Microsoft Sells $17 Billion in Second Bond Deal in Six Months
Microsoft Corp. found ample demand for its $17 billion bond offering, allowing it to cut borrowing rates on its second multibillion note offering in six months.
The tech giant received at least twice as many orders as it had bonds to sell, according to people familiar with the matter, who asked not to be named because the deal is private. The longest portion of the offering, which generally refinanced debt maturing soon, was a $2 billion, 40-year bond with a 4.5 percent coupon that yields 1.4 percentage points above Treasuries, according to data compiled by Bloomberg. That’s down from initial discussions of about 1.55 percentage points.
Moody’s Investors Service said Microsoft will use proceeds to refinance commercial paper it sold to help support its takeover of LinkedIn. A regulatory filing shows that at the end of 2016, the Redmond, Washington-based company had $25.1 billion of the debt.
Microsoft’s return was surprising given expectations that President Donald Trump and Congress will approve a repatriation tax holiday for U.S. corporations with money abroad, said Jack Flaherty, a New York-based money manager at GAM Holdings AG. Republicans are also weighing related proposals such as cutting corporate tax rates, changing interest deductibility and adjusting accounting treatment of capital expenditures, which may delay the legislation.

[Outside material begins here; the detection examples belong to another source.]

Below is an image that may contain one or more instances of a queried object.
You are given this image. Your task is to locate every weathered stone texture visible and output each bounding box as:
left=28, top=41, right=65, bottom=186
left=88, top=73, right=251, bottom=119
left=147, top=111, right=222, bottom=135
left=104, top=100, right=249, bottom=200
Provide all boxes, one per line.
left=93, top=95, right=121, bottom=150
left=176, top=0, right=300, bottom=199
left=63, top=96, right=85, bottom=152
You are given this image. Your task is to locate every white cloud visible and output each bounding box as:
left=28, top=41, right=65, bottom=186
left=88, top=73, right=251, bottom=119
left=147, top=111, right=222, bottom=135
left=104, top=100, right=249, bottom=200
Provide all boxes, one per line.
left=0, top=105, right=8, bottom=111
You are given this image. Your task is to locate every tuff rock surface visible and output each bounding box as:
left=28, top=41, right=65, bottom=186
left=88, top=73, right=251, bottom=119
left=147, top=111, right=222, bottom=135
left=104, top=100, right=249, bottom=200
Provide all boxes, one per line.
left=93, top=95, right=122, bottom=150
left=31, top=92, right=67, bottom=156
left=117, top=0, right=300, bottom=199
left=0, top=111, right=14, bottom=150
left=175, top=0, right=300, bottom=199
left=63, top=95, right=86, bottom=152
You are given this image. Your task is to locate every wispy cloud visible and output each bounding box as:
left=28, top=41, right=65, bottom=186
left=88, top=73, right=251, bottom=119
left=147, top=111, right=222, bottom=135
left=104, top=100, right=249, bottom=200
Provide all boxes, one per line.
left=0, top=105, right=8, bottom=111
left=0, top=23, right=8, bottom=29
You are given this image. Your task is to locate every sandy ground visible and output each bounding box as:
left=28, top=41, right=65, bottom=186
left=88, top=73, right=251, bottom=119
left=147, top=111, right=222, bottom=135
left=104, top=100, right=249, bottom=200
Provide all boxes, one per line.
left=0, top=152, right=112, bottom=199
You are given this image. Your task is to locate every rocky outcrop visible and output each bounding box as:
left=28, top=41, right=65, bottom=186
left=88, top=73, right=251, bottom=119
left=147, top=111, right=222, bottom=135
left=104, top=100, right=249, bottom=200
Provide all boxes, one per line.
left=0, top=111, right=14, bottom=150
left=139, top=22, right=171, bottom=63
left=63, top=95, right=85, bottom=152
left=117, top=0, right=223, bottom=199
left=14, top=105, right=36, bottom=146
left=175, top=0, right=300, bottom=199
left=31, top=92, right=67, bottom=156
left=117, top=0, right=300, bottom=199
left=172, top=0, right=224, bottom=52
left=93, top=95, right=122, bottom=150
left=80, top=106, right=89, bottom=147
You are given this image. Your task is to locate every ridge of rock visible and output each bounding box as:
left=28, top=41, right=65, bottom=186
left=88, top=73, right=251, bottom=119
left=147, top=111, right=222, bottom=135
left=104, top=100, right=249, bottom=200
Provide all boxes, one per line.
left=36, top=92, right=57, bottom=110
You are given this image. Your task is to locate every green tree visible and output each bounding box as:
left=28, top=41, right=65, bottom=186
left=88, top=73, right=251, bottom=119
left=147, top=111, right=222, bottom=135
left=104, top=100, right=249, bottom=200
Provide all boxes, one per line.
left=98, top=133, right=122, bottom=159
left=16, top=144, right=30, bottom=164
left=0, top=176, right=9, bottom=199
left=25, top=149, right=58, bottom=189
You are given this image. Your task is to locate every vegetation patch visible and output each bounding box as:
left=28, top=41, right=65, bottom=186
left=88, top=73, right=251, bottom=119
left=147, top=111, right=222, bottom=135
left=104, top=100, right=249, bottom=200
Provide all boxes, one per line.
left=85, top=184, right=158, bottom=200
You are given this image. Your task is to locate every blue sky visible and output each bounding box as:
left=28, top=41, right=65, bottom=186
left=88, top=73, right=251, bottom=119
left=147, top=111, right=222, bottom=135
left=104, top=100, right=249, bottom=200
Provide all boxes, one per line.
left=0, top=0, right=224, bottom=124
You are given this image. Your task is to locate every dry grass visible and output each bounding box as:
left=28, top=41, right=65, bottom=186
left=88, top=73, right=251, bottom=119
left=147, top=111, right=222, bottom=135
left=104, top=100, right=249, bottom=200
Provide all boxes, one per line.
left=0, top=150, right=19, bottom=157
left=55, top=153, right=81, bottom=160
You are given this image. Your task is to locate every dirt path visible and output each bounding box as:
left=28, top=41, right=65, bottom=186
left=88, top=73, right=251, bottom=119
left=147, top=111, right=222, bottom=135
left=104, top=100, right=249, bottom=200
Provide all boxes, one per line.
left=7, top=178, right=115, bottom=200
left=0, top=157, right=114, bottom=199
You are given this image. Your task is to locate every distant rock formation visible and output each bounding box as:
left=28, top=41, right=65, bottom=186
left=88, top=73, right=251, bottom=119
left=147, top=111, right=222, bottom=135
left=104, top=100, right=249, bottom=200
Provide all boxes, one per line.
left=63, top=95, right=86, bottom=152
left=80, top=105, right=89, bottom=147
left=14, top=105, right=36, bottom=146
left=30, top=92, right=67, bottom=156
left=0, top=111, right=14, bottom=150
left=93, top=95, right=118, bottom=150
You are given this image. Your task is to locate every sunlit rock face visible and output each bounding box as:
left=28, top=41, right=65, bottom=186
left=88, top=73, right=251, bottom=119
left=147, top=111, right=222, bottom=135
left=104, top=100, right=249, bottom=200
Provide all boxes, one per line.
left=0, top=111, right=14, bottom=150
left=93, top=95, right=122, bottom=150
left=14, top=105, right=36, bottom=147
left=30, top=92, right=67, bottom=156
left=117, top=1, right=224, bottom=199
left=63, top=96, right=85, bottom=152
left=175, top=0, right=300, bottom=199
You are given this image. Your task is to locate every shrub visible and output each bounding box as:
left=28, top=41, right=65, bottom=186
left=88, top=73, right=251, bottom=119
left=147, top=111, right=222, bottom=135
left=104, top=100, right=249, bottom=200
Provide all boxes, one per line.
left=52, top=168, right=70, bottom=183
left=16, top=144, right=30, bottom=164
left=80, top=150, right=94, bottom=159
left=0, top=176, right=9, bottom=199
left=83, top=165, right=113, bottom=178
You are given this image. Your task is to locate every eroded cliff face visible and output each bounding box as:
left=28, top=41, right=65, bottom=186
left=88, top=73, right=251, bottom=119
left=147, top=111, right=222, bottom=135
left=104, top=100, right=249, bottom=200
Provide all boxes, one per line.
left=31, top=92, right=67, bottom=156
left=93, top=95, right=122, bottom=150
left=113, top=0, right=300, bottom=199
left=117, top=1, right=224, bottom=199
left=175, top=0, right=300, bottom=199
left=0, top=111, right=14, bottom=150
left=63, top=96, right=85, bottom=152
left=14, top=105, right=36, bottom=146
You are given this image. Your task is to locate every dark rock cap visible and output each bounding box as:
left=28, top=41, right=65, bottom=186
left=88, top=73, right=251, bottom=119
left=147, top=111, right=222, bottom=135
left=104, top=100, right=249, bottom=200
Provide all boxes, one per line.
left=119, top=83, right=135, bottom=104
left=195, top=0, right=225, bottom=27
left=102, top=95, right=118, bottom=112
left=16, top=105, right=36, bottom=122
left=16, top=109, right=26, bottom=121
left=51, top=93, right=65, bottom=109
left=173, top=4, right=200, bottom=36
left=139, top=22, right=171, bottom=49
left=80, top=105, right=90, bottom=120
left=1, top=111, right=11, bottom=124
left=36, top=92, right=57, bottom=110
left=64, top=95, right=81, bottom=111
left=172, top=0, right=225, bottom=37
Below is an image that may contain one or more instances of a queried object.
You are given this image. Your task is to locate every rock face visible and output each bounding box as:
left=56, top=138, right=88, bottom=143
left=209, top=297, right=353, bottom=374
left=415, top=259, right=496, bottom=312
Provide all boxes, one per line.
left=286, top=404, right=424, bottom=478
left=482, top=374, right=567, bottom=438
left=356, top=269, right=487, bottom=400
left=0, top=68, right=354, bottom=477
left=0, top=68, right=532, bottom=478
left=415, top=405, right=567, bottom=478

“Are these last hurrahs? I’m not quite sure," Flaherty said. “There are a lot of details. It’s going to take a little longer.”
Microsoft, like many peers in the technology industry, holds the vast majority of its cash overseas. Under current laws, it would pay a tax rate of 35 percent to bring back any of the $116.3 billion it holds abroad. With 95 percent of its cash subject to repatriation taxes, it has relied on the debt markets to fund programs like stock buybacks, acquisitions and refinancing deals.

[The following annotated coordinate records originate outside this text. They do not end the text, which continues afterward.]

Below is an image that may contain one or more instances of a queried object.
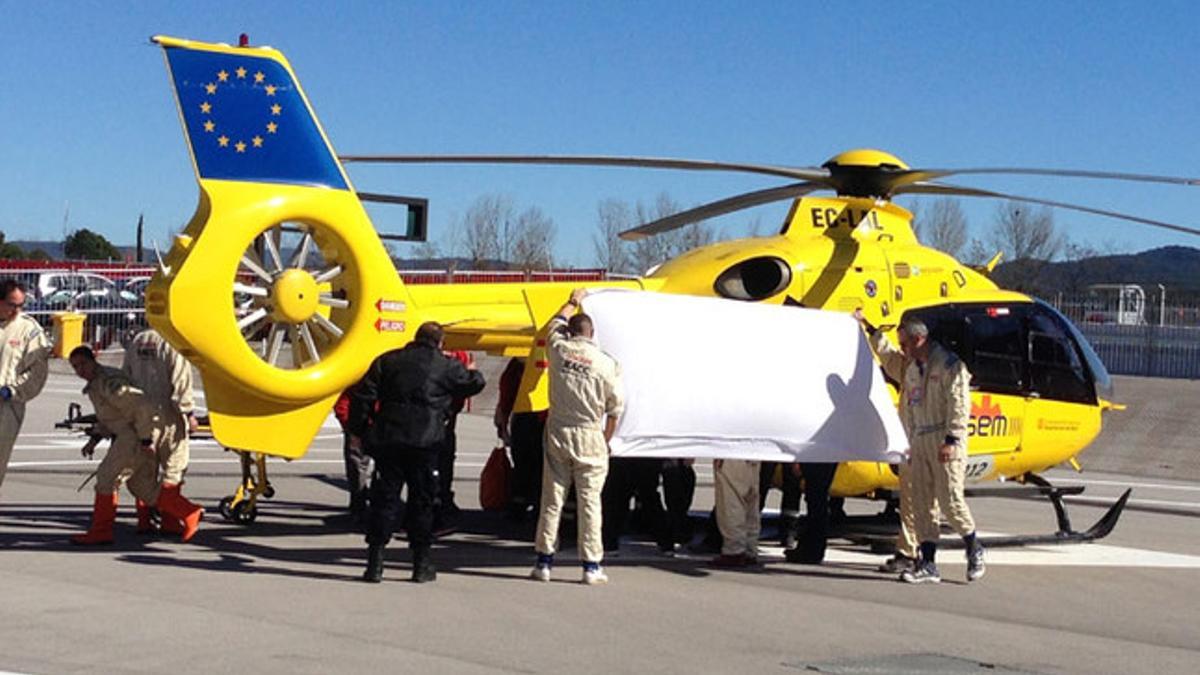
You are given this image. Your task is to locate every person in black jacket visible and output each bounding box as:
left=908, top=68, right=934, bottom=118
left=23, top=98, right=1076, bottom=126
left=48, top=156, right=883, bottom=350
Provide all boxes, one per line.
left=348, top=321, right=484, bottom=583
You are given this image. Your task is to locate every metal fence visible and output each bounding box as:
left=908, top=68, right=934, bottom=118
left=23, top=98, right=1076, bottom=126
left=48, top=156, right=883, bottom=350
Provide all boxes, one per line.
left=1046, top=285, right=1200, bottom=378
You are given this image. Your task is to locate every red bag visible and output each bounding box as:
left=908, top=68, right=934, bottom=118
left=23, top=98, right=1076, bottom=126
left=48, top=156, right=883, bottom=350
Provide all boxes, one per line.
left=479, top=444, right=512, bottom=510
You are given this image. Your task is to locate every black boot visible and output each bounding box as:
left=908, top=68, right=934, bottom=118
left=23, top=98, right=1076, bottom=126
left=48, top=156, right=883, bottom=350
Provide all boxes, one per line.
left=779, top=515, right=800, bottom=550
left=362, top=544, right=383, bottom=584
left=413, top=546, right=438, bottom=584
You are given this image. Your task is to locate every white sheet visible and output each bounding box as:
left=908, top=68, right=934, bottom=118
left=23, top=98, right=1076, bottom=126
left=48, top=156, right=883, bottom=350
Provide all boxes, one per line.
left=583, top=289, right=907, bottom=461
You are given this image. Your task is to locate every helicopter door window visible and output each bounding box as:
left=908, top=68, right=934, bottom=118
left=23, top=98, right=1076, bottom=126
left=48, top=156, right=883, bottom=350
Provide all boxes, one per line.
left=964, top=307, right=1025, bottom=393
left=1030, top=312, right=1096, bottom=404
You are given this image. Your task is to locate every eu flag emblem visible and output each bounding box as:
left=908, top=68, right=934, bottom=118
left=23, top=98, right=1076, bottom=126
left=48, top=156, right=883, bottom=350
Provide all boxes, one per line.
left=166, top=47, right=348, bottom=190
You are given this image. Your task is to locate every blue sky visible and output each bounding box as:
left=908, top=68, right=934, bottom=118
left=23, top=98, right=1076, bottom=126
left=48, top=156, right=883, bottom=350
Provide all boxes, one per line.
left=0, top=0, right=1200, bottom=265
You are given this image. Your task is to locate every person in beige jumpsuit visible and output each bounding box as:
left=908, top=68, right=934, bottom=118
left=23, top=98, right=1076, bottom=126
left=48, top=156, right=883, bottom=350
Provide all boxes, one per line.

Moody’s Investors Service gave the bonds its top Aaa rating but maintained its negative outlook on Microsoft. It expects the company’s debt may exceed $90 billion this year if it goes back to the market to fund dividends and share buybacks. Microsoft had about $59 billion of long-term debt at the end of last year, filings show. S&P Global Ratings assigned the bonds an equivalent AAA grade.
Barclays Plc and HSBC Holdings Plc managed the sale, according to a filing.